Cass. 2e civ., 3 oct. 2024, n° 21-25.823, n° 883 F – B : Une clause abusive est réputée non écrite, le commandement de payer fondé dessus encourt l’annulation.

b. Examen du caractère abusif par le juge de l’exécution

Le juge de l’exécution, dans le cadre d’une saisie immobilière, doit rechercher d’office le caractère abusif des clauses du contrat de prêt qui fondent la créance, même si celle-ci a déjà donné lieu à un jugement :

Cass. 1e civ. 22-3-2023 n° 21-16.476 FS-B : BRDA 10/23 inf. 24

c. Conséquences du caractère abusif

Si la clause est jugée abusive, la totalité du prêt ne peut être exigée.

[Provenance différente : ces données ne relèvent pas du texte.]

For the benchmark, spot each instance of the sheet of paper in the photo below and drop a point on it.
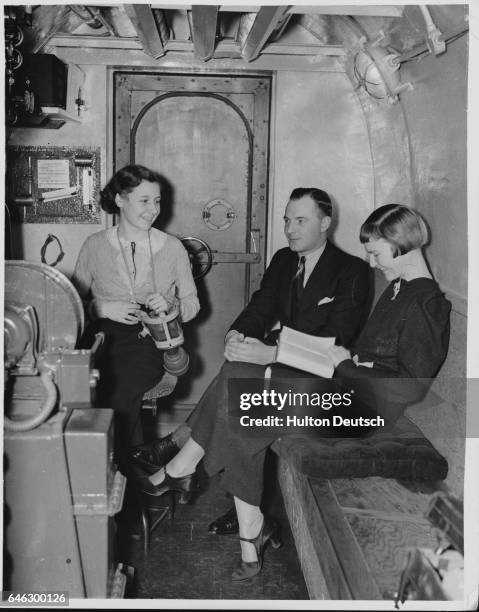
(53, 173)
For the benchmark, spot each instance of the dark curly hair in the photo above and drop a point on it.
(124, 181)
(401, 226)
(319, 196)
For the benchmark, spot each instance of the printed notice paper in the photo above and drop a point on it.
(53, 174)
(305, 352)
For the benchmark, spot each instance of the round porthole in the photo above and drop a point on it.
(218, 215)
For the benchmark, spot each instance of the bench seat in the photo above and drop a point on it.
(356, 506)
(400, 452)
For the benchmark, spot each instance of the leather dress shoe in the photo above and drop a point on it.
(227, 524)
(184, 485)
(152, 456)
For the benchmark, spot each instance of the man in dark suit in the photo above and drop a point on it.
(334, 295)
(310, 286)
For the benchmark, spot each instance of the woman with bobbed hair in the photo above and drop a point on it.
(405, 339)
(119, 271)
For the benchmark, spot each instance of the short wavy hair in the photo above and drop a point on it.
(124, 181)
(319, 196)
(401, 226)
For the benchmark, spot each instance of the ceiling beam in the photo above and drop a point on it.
(47, 21)
(373, 10)
(223, 47)
(263, 24)
(315, 25)
(204, 21)
(143, 20)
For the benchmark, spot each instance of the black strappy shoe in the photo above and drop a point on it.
(184, 485)
(153, 455)
(268, 533)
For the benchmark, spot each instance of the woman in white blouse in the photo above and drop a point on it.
(120, 271)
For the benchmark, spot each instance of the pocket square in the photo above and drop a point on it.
(325, 301)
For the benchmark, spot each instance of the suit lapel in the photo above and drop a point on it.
(289, 272)
(320, 279)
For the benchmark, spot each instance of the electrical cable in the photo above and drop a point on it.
(61, 255)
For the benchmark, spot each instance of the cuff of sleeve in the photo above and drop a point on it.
(229, 334)
(189, 308)
(91, 309)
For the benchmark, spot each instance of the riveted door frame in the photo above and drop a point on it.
(124, 80)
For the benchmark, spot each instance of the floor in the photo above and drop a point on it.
(186, 562)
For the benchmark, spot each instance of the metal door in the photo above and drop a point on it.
(208, 136)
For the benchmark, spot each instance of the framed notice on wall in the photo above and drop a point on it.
(54, 184)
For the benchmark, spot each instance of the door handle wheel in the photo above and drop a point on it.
(200, 254)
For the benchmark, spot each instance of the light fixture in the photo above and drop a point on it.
(376, 70)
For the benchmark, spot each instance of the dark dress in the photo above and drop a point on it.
(406, 339)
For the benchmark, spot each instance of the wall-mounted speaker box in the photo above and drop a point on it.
(48, 76)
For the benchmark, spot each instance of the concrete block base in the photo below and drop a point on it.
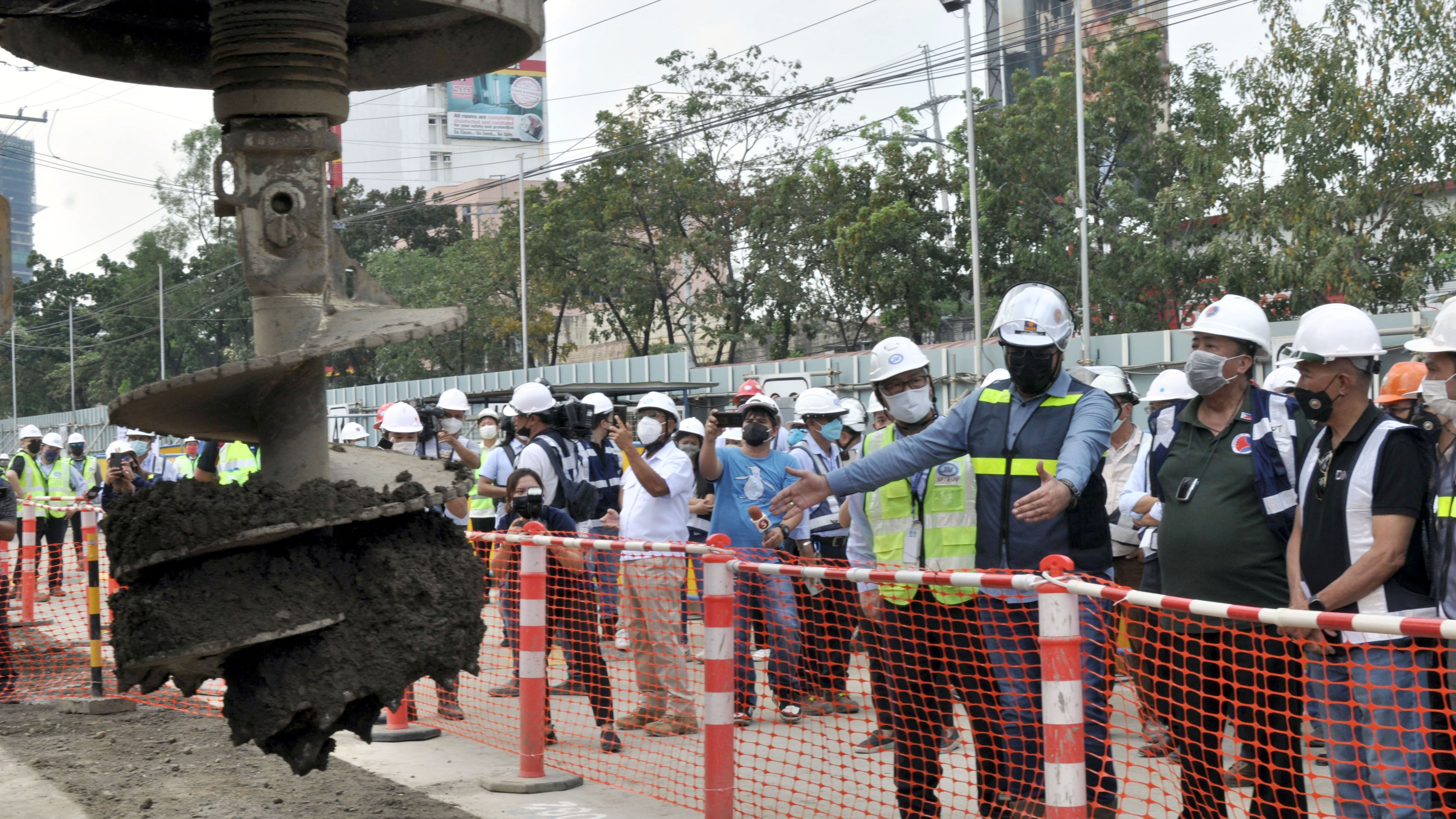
(95, 706)
(512, 782)
(413, 733)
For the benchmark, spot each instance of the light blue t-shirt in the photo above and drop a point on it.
(749, 481)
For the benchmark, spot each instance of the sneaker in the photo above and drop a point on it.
(876, 742)
(844, 703)
(570, 689)
(675, 725)
(640, 719)
(611, 742)
(1241, 776)
(951, 741)
(817, 707)
(509, 690)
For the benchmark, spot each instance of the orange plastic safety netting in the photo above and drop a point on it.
(1181, 715)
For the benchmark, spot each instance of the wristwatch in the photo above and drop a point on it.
(1077, 496)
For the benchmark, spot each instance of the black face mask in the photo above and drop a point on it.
(1033, 369)
(1317, 406)
(755, 435)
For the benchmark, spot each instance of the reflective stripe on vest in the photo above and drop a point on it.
(237, 464)
(949, 538)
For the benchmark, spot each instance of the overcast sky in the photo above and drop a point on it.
(129, 130)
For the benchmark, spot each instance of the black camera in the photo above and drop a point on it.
(529, 508)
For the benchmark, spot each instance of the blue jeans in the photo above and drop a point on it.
(1378, 706)
(774, 597)
(1016, 659)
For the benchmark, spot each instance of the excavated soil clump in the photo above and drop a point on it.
(410, 591)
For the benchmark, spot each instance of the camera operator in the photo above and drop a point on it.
(534, 404)
(568, 599)
(401, 426)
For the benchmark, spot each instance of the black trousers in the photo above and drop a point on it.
(1253, 678)
(573, 620)
(928, 643)
(50, 534)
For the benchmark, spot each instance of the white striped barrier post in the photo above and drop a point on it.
(1059, 636)
(718, 700)
(532, 776)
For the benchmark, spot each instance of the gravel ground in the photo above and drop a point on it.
(162, 764)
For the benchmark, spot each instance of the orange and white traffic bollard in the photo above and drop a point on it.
(1059, 636)
(718, 700)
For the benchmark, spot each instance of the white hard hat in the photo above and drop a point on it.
(1336, 331)
(1034, 315)
(1280, 379)
(659, 401)
(1441, 340)
(1171, 385)
(1235, 317)
(453, 400)
(532, 397)
(854, 414)
(895, 356)
(599, 401)
(401, 417)
(817, 401)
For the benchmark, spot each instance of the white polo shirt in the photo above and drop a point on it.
(647, 518)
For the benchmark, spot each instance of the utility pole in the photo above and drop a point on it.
(526, 356)
(972, 184)
(1082, 189)
(70, 324)
(162, 324)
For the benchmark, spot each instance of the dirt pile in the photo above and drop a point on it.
(408, 588)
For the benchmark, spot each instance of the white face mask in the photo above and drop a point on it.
(1433, 393)
(911, 406)
(650, 430)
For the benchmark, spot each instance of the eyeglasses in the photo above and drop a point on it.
(918, 381)
(1324, 474)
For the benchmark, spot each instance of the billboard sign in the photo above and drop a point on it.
(506, 106)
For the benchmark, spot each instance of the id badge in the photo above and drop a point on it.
(912, 551)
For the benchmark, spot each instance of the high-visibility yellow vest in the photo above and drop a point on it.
(481, 506)
(237, 464)
(947, 521)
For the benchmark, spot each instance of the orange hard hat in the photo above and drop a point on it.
(749, 390)
(1403, 379)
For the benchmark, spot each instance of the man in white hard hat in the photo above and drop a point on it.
(1224, 467)
(1360, 547)
(654, 508)
(1037, 442)
(829, 617)
(41, 476)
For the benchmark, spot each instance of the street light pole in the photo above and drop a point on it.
(1082, 189)
(972, 186)
(526, 356)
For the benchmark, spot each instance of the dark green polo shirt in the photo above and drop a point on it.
(1216, 546)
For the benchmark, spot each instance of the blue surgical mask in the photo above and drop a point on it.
(832, 429)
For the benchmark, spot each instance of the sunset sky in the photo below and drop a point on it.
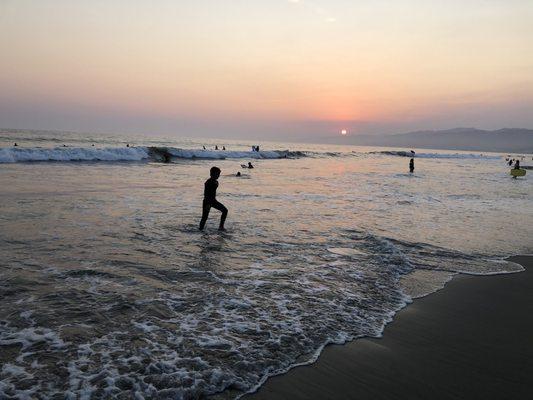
(256, 68)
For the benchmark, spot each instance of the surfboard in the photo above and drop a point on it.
(518, 172)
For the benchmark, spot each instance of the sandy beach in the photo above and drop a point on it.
(471, 340)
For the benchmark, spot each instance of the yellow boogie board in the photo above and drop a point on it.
(518, 172)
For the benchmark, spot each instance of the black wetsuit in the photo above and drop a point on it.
(210, 193)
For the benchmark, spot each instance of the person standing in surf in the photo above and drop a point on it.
(210, 193)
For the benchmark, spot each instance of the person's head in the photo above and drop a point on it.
(214, 172)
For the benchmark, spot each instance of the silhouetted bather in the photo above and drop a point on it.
(210, 193)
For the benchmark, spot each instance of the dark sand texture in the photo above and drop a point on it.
(471, 340)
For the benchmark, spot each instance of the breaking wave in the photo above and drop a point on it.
(35, 154)
(403, 153)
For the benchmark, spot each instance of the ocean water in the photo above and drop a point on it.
(110, 291)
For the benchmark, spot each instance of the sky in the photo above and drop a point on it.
(265, 68)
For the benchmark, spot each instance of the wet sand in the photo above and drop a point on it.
(471, 340)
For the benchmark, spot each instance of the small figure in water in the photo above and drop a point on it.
(210, 193)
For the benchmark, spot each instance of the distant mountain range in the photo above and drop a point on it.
(512, 140)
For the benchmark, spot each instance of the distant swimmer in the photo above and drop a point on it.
(210, 193)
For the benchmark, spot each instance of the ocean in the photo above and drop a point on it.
(109, 290)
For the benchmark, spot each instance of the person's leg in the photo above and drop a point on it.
(205, 213)
(224, 210)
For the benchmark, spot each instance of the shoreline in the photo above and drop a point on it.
(470, 339)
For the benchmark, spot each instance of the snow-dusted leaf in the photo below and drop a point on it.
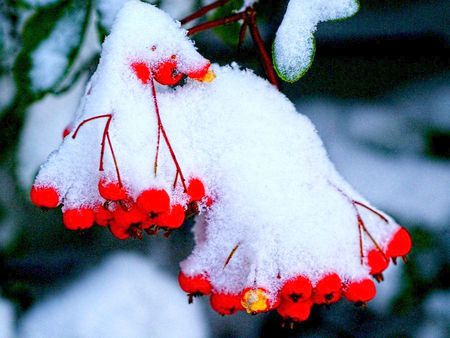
(41, 3)
(294, 46)
(51, 40)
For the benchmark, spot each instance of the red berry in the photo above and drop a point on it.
(174, 218)
(400, 244)
(198, 284)
(102, 216)
(66, 132)
(298, 312)
(199, 73)
(78, 219)
(142, 71)
(362, 291)
(297, 289)
(44, 197)
(226, 304)
(209, 201)
(111, 191)
(154, 201)
(328, 290)
(119, 231)
(166, 73)
(377, 261)
(195, 190)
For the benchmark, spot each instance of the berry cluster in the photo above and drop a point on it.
(125, 217)
(295, 299)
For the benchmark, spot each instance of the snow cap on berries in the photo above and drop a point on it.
(154, 37)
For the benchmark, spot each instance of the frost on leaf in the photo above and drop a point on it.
(278, 228)
(293, 49)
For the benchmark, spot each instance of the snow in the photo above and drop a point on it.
(277, 196)
(51, 57)
(6, 319)
(402, 181)
(126, 296)
(43, 129)
(108, 10)
(294, 42)
(178, 9)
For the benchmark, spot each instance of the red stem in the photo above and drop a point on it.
(158, 141)
(119, 179)
(242, 35)
(216, 23)
(202, 11)
(105, 137)
(265, 58)
(164, 134)
(374, 211)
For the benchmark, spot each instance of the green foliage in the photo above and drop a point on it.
(228, 33)
(37, 30)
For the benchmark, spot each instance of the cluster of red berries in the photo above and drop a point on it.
(297, 296)
(166, 71)
(125, 217)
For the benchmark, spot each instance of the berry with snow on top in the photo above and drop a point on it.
(377, 261)
(400, 244)
(280, 210)
(194, 285)
(360, 291)
(226, 304)
(196, 190)
(328, 289)
(297, 289)
(298, 311)
(78, 219)
(44, 196)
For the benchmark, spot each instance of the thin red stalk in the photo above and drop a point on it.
(370, 209)
(119, 179)
(242, 35)
(361, 224)
(175, 180)
(216, 23)
(88, 120)
(361, 251)
(265, 58)
(105, 137)
(164, 134)
(202, 11)
(102, 150)
(158, 141)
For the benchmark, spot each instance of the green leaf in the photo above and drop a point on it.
(299, 72)
(51, 40)
(228, 33)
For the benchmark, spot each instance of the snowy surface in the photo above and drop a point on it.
(43, 130)
(6, 319)
(51, 57)
(108, 10)
(242, 138)
(402, 181)
(294, 42)
(126, 296)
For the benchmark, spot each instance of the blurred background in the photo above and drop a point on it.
(378, 92)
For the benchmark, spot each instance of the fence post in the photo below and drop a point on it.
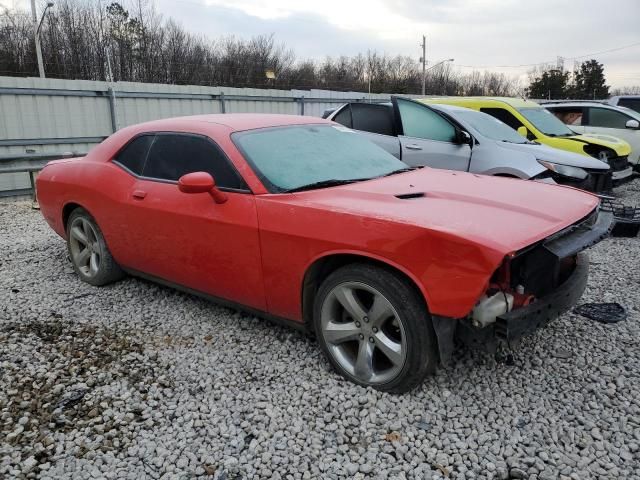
(223, 109)
(112, 109)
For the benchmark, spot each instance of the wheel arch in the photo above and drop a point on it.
(326, 264)
(67, 209)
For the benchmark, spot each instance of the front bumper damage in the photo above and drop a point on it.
(516, 324)
(566, 245)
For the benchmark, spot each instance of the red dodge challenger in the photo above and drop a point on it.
(297, 219)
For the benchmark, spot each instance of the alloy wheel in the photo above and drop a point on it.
(363, 333)
(85, 249)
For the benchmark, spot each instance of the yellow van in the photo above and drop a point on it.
(537, 123)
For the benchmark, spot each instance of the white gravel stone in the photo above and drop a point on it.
(135, 380)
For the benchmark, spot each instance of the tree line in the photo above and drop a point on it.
(586, 82)
(94, 40)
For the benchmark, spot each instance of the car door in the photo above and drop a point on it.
(573, 117)
(374, 121)
(429, 138)
(188, 239)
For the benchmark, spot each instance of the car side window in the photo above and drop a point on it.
(421, 122)
(372, 118)
(174, 155)
(134, 154)
(505, 116)
(344, 116)
(603, 117)
(569, 115)
(632, 103)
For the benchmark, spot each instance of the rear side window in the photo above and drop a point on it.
(372, 118)
(344, 117)
(632, 103)
(421, 122)
(135, 153)
(505, 116)
(172, 156)
(603, 117)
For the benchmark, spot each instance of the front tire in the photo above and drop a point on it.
(90, 256)
(374, 328)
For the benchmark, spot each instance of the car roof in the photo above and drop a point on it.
(514, 102)
(586, 103)
(624, 96)
(233, 121)
(451, 108)
(578, 103)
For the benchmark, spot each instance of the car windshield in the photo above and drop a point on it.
(546, 122)
(491, 127)
(313, 156)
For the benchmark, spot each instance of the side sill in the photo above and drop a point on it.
(286, 322)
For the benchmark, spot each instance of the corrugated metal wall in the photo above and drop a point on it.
(39, 116)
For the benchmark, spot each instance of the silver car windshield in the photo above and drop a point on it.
(491, 127)
(546, 122)
(315, 156)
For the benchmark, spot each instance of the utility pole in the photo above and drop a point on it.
(424, 62)
(36, 37)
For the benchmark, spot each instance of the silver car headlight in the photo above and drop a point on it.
(565, 170)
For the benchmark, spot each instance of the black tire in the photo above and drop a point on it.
(413, 320)
(107, 270)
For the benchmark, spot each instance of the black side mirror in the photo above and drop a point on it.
(464, 138)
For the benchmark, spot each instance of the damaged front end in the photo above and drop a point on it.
(532, 287)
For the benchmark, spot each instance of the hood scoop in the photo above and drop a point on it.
(409, 196)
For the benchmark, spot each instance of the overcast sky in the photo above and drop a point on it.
(480, 33)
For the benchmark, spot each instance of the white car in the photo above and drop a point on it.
(629, 101)
(600, 118)
(457, 138)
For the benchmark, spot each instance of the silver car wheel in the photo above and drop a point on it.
(363, 332)
(85, 247)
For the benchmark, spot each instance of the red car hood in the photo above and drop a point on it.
(501, 213)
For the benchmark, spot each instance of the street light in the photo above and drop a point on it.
(440, 63)
(425, 70)
(38, 26)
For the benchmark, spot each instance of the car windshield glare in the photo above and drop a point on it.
(291, 157)
(491, 127)
(546, 122)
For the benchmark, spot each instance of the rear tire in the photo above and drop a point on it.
(90, 256)
(374, 328)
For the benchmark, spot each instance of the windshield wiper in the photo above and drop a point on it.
(401, 170)
(333, 182)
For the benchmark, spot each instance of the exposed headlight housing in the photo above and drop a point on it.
(565, 170)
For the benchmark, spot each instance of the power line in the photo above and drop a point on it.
(552, 61)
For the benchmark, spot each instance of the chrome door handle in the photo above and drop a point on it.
(139, 194)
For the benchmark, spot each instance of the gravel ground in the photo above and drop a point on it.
(139, 381)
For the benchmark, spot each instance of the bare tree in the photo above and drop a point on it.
(80, 37)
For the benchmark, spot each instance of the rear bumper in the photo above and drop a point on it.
(597, 182)
(524, 321)
(622, 174)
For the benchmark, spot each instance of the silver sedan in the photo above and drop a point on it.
(456, 138)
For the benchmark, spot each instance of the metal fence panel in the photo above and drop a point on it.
(39, 116)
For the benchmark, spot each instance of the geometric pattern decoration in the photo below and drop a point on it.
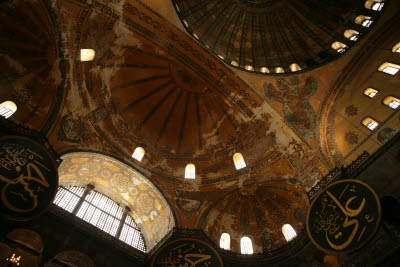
(124, 185)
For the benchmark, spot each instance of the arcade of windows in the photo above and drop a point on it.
(100, 211)
(246, 246)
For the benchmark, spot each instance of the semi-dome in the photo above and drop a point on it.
(274, 36)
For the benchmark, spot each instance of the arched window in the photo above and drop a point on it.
(249, 68)
(389, 68)
(245, 245)
(239, 161)
(392, 102)
(370, 123)
(351, 34)
(370, 92)
(396, 48)
(338, 46)
(190, 171)
(288, 232)
(225, 241)
(7, 109)
(295, 67)
(363, 20)
(376, 5)
(138, 154)
(102, 212)
(87, 54)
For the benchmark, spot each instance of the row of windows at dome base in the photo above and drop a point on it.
(246, 246)
(190, 170)
(102, 212)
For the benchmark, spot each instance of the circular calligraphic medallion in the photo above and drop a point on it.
(28, 178)
(343, 217)
(187, 252)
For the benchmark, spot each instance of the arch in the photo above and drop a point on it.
(7, 109)
(370, 92)
(389, 68)
(239, 161)
(391, 102)
(295, 67)
(87, 55)
(102, 212)
(190, 171)
(288, 232)
(339, 47)
(396, 48)
(370, 123)
(376, 5)
(125, 186)
(225, 241)
(246, 247)
(138, 153)
(351, 34)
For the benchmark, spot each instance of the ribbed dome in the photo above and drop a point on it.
(273, 36)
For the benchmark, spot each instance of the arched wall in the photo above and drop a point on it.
(126, 186)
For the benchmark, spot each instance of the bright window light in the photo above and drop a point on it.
(87, 54)
(190, 171)
(138, 154)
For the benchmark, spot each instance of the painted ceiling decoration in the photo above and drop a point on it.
(124, 185)
(264, 35)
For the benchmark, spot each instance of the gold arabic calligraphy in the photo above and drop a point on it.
(334, 216)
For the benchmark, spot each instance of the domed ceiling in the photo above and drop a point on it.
(257, 35)
(259, 212)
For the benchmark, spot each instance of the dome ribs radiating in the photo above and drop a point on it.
(256, 36)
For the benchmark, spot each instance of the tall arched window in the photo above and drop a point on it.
(239, 161)
(246, 246)
(389, 68)
(190, 171)
(364, 21)
(338, 46)
(225, 241)
(392, 102)
(370, 92)
(396, 48)
(87, 54)
(376, 5)
(138, 154)
(102, 212)
(7, 109)
(351, 34)
(370, 123)
(288, 232)
(295, 67)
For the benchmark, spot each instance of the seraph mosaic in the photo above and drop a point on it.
(296, 106)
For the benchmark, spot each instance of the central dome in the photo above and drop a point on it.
(271, 36)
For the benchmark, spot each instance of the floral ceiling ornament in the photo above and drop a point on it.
(296, 106)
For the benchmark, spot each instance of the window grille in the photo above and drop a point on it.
(7, 109)
(130, 234)
(102, 212)
(239, 161)
(225, 241)
(246, 246)
(190, 171)
(288, 232)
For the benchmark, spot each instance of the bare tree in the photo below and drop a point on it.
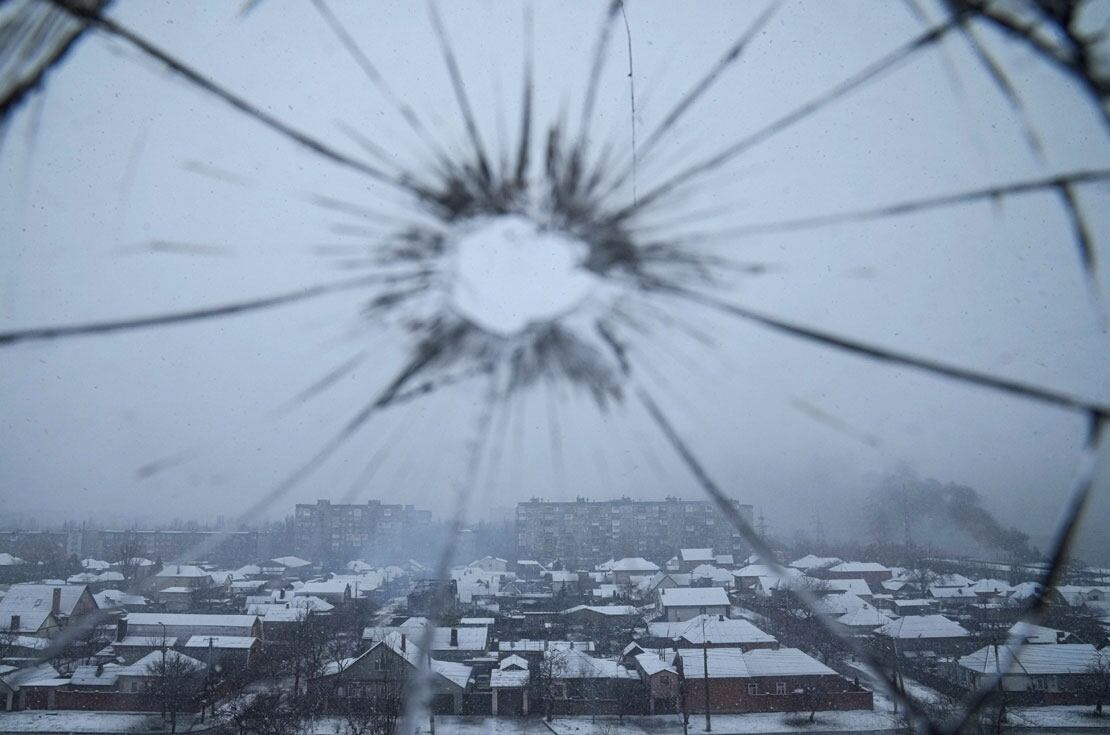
(129, 555)
(177, 681)
(1098, 681)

Seuls les arriérés échus peuvent être réclamés, et la procédure de saisie immobilière sur la totalité encourt la nullité :

Cass. 2e civ., 3 oct. 2024, n° 21-25.823, n° 883 F – B

Conclusion

La protection du consommateur prime en matière de prêt immobilier : le juge doit systématiquement contrôler le caractère abusif de la clause de déchéance du terme, particulièrement lorsqu’elle fonde un commandement de payer valant saisie immobilière réclamant la totalité du prêt. Toute clause qui expose le consommateur à un risque excessif pourra être réputée non écrite et entraîner la nullité du commandement de payer. Seule une clause équilibrée permet au prêteur de réclamer valablement la totalité du prêt en cas de défaillance.

La clause de déchéance du terme est un levier puissant pour les établissements prêteurs, mais elle doit impérativement respecter les exigences du droit de la consommation. Toute procédure de saisie immobilière fondée sur une clause abusive peut être annulée, d’où l’importance d’un accompagnement juridique rigoureux.